(CNS) – Barbados Prime Minister Freundel Stuart has announced plans to remove Queen Elizabeth II as titular head of state by November 2016, in honor of the country’s 50th independence anniversary.
“It’s a little awkward in the year 2015 to still have to stand up and instead of pledging allegiance to Barbados to be pledging allegiance to ‘Her Majesty the Queen,’” Stuart said during a recent meeting of his ruling Democratic Labour Party.
A Buckingham Palace spokesman said that “it is a matter for the government and people of Barbados,” but he expected the approach to be “consistent with self-determination.”

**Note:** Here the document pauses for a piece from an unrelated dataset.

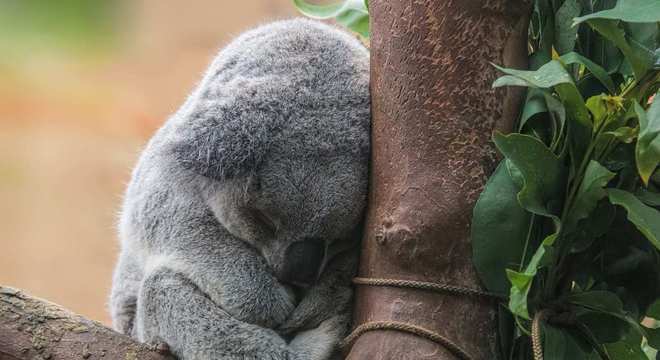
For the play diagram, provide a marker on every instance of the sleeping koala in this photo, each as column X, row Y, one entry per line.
column 240, row 226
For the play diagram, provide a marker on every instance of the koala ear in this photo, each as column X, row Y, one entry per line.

The republican debate has raged for years in Barbados between older islanders who see the queen as a symbol of stability, and mostly younger nationalists who call her an anachronism. It echoes similar debates in many countries that once were part of the British empire and retained the queen as their head of state after independence.
In the Caribbean, former British colonies including Dominica and Trinidad and Tobago have established republics. But others such as Barbados and Jamaica have not replaced the queen with another head of state.
Stuart confirms that Barbados will remain in the Commonwealth of former British colonies. But he needs a two-thirds majority in Parliament to authorize the constitutional change. Stuart’s government currently has that majority in the Senate, but not in the lower house. Opposition leader Mia Mottley did not immediately comment on Stuart’s plans.